Another article, “Why London’s music scene has been rocked by the death of Denmark Street,” by Marc Burrows in the Guardian, strikes the jugular in its description of the project’s 21st century sensibility:
It will, according to the marketing blurb, mean we can “interact with the brands we love in exciting new ways,” it will be “a new dawn for meaningful brand engagement” promising “branded real-time experiences that add value to people’s lives.” We’re told it will put “the heart and soul back in St Giles,” presumably with “branding.” A working area full of innate personality becomes another haven for tourists and those with cash to burn.
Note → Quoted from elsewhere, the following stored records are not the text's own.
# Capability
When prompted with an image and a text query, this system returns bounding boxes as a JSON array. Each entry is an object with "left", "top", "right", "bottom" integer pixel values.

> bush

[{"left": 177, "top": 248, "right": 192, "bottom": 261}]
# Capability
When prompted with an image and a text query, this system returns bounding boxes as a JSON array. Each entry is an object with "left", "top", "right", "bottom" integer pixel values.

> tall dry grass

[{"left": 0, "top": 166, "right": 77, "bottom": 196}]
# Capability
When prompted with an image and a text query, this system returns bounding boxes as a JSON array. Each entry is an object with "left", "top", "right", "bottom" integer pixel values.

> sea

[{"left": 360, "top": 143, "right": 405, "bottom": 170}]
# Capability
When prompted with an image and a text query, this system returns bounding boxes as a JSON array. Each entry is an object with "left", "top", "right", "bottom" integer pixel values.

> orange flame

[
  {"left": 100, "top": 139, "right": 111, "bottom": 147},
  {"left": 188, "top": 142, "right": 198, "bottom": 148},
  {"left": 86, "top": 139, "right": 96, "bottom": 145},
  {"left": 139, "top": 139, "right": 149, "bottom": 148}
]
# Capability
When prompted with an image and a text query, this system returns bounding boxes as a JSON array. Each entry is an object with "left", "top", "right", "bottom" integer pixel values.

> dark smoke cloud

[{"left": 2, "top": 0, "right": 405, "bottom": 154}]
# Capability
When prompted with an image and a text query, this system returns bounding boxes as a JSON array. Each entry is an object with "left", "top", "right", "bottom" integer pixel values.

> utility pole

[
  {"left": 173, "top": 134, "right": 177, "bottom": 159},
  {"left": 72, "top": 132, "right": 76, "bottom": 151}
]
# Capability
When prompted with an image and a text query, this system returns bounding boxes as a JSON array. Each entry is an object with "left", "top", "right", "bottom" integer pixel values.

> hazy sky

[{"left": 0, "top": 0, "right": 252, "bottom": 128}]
Decide for yourselves – there’s a handy promotional video here showing the new complex in all its terrifying electronic glory. Behind the adspeak is a weird dystopian vision, an emotionless touch-screen void where engaging with “brands” is the most important aspect of anyone’s day, and the gig-going experience is defined by the free MP3 you can download in the queue. It’s Blade Runner without the flying cars.
Jean van der Tak spent part of her life studying global population issues, and part of it preserving historic landmarks. To name the one I know most about, she led the effort to save an early local shopping plaza in Washington, D.C. – at Connecticut and Porter in the Cleveland Park ‘hood where the three Brussat boys and the three van der Tak boys grew up. I’m sure Jean would shed more tears for Denmark Street than me, which tells me that perhaps my deep source knows more than I do about what’s right down my alley.
I just got off the phone with my brother Guy and his wife Laura, who gave me the deep skinny on the memorial service. Laura said she did not realize that Jean, a Canadian, met her late husband Herman, who was Dutch, at the London School of Economics. Well, I mentioned above that I had stayed with their son Steven, who was himself at LSE, and who just before my arrival had met his eventual wife, also at LSE.
Life rocks and rolls. Some folks ride it to the max, as did Jean.